Here I want to focus specifically on what, if anything, we can do so that old code can still build. We have package-specific hacks in cargo and rustc today. Is there room for us to extend one for this situation or add a new one?
There are implementation and correctness complexities to this. There are also likely corner cases in how it affects other aspects of the ecosystem (vendoring, nix, etc).
Modifying rustc to allow for this crate to work might be possible, but there's little desire amongst compiler team members to indulge in such a change, specially not long-term. Given this is not the first time such a hack has been desired (or introduced), it might make sense to have t-compiler and t-cargo come up with respective policies about how to handle these (irrespective of time) so that we can at least go back to it and avoid re litigating any specific position every time (even though, it must be noted, this comes up rarely).
0.x makes absolutely no difference, there is a semver-compatible fixed version available, all the discussion has been about how this has impacted everyone that hasn't updated.
Extra semver granularity would allow publishing an earlier fix for folks who can't fully update for other reasons -- but I don't know how common that kind of case is.
Perhaps if the author of certain highly-used-in-the-ecosystem crates was not prone to making it so that his crate did not compile against any nightly rustc but the most current one, crates would not feel compelled to rapidly upgrade their dependence on it to the latest version, allowing it to float as appropriate.
Alas, crates wish to test against nightly, which is a behavior which we wish to encourage. Sometimes the easiest way to make sure that the crate builds against the latest nightly is to bump a dependency which so-frequently requires it.
I have even seen people try to test against -Zminimal-versions, which of course such behavior makes impossible, thwarting experimentation with cargo's nightly features.
IMO (and I do this) the -Zminimal-versions build should build with the minimal rustc version as well. I see little motivation to support "we can update our toolchain but not our dependencies" arguments.
So the solution would be, to revert the change that broke time, and re-add it later but changing inference only for crates in 2024 edition?
In such a way that crates before edition 2024 would continue to compile without adding new type annotations, but to migrate to Rust 2024, you would need to add those annotations. (And then the bad versions of time will just continue to work forever, because they are not written in Rust 2024 even if other crates in your program are)
However: the RFC is about tying method resolution to editions, not tying type inference to editions. So this would be a further extension to the RFC?
Pardon if this is a stupid question, but is there anything analogous to "yanking" for rustc versions? I searched through the release notes and I didn't see an equivalent, though I do know there is a (sort of..?) similar precedent in the Python world where they refuse to provide binaries for deprecated versions of CPython.

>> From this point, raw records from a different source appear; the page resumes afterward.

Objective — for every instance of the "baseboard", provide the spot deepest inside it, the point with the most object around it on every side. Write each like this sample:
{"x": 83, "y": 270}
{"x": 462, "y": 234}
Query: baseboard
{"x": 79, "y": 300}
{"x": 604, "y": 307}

On the surface this sounds good but I think it could easily lead into unintended side effects like Workaround for type inference breakage in the time crate by kornelski · Pull Request #14452 · rust-lang/cargo · GitHub. For example, this would likely break cargo vendor. Yes, we could then put a hack on top of the other hack but more the point is the risk profile of this work. Especially if you are trying to get this into 1.81 which is already in beta and will be released in one week.
Unfortunately, that’s breaking. I’ve described my case in the issue thread, but TL;DR that would force-update transitive dependencies (namely serde), which are not neccessarily actually backwards-compatible, despite being semver-compatible.
It's risky, but the projects locked to these crates are broken anyway. Projects that have vendored these crates or try to vendor them are already doomed to fail. If they got broken in a different way that would be unfortunate, but not really change the outcome.
Do you think there could be some mitigation for 1.82?
I'm certain that if this doesn't get rushed and is left to get an architecturally correct fix, it will slip indefinitely and won't save Rust users from dealing with the breakage head-on without mitigation.
I don't think time can release a patch version since they are on 0.x.y. It seems like an upgrade to serde would have been done for a reason so this wouldn't be easily downgradable - but maybe worth a try if this is exacerbating the problem?
Ecosystem crates often seem hesitant to go to 1.0 (because it is seen as a sign that things won't change again, which absolutely can't be true) as well as to go past 1.0 (equally not great, quiet breakage). Unfortunately you are stuck between one of each...
Well it breaks a much smaller set of code, because 1.80 was released in July. The problem with the time breakage is the amount of code that has the affected releases in Cargo.lock (some of which can't be readily upgraded)
But anyway, what about a soft revert, but affecting only crates named time within a given version range? Hacky, but with way less than unintended side effects than implicitly updating crates locked into Cargo.lock, breaking reproducibility.